Given the state of the negotiations Ministers considered the various options being mooted by the European Commission, which is negotiating on behalf of the EU, in the event of the negotiations not being concluded by the end of the year. CARIFORUM Ministers were unanimous in determining that none of the options, including signature of a trade-in-goods agreement with a built-in agenda for other disciplines nor an interim agreement as defined by the EU were tenable.
Ministers reaffirmed the commitment of CARIFORUM to continue negotiating in good faith with the objective of concluding a complete and satisfactory agreement.
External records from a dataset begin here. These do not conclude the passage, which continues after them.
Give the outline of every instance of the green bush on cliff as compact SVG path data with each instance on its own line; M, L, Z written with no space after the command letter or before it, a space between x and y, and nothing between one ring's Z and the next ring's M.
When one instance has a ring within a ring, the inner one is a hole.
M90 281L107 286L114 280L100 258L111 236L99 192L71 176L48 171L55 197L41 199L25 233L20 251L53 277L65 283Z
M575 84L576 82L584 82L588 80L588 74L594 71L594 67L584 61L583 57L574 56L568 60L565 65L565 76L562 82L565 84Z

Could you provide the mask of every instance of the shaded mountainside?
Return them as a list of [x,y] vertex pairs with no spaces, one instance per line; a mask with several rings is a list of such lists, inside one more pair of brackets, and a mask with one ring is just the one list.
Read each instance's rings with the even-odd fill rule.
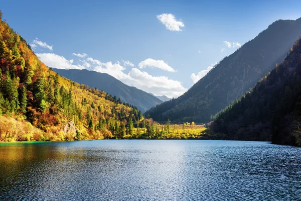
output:
[[2,20],[0,141],[122,138],[143,119],[137,108],[61,77]]
[[163,102],[165,102],[166,101],[170,100],[172,99],[172,98],[170,98],[167,97],[166,95],[155,95],[154,94],[153,94],[152,93],[149,93],[152,95],[153,95],[154,96],[158,97],[160,100],[162,100]]
[[278,20],[224,58],[183,95],[145,113],[154,120],[198,123],[239,98],[284,59],[301,35],[301,18]]
[[301,40],[283,63],[214,119],[213,131],[230,139],[301,146]]
[[122,102],[135,106],[142,112],[162,103],[156,97],[136,87],[128,86],[107,73],[85,69],[64,70],[53,68],[53,70],[71,80],[90,87],[96,87],[116,96]]

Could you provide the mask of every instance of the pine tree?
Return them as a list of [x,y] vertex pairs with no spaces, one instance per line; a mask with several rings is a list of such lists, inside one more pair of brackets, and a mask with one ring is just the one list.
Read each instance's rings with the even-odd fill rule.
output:
[[19,102],[20,103],[20,111],[23,114],[25,114],[27,106],[27,96],[26,95],[26,89],[24,86],[23,86],[20,90]]
[[128,120],[128,134],[132,135],[133,134],[133,128],[134,126],[133,125],[133,121],[131,118]]

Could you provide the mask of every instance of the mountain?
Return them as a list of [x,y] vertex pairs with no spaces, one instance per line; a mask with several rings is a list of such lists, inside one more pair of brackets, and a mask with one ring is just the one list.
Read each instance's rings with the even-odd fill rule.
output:
[[0,61],[0,142],[121,138],[143,119],[135,107],[48,68],[1,12]]
[[172,98],[170,98],[169,97],[167,97],[166,95],[156,95],[156,96],[164,102],[165,102],[166,101],[170,100],[172,99]]
[[170,98],[169,97],[167,97],[166,95],[155,95],[154,94],[152,93],[149,93],[152,95],[154,95],[154,96],[158,97],[160,100],[162,100],[163,102],[165,102],[166,101],[169,101],[169,100],[170,100],[172,99],[172,98]]
[[301,40],[281,64],[214,119],[211,129],[228,139],[301,146]]
[[154,120],[207,122],[281,63],[301,35],[301,18],[278,20],[224,58],[186,93],[145,113]]
[[122,102],[137,107],[142,112],[162,103],[160,99],[133,86],[124,84],[107,74],[87,70],[64,70],[53,68],[61,76],[81,84],[96,87],[120,98]]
If this was not achieved by the end of 2007, CARIFORUM would continue the negotiations with the aim of concluding early in 2008. In the light of the European Commission’s insistence that such an eventuality would leave the EU with no option but to subject CARIFORUM trade from 1 January 2008 to its Generalised System of Preferences, CARIFORUM Ministers agreed on the need for a demarche at the highest political level on the EU, including its Member States and its institutions.
This proposal was to be submitted to the Bureau of the Conference of Heads of Government of the Caribbean Community that was to meet in Barbados on 17 November. Ministers also agreed that the Development dimension of the EPA would be subject to scrutiny by the Reflections Group referred to earlier and that the draft text of the agreement would be made available to the Region’s development thinkers and practitioners for their review and input to the CARIFORUM negotiating positions.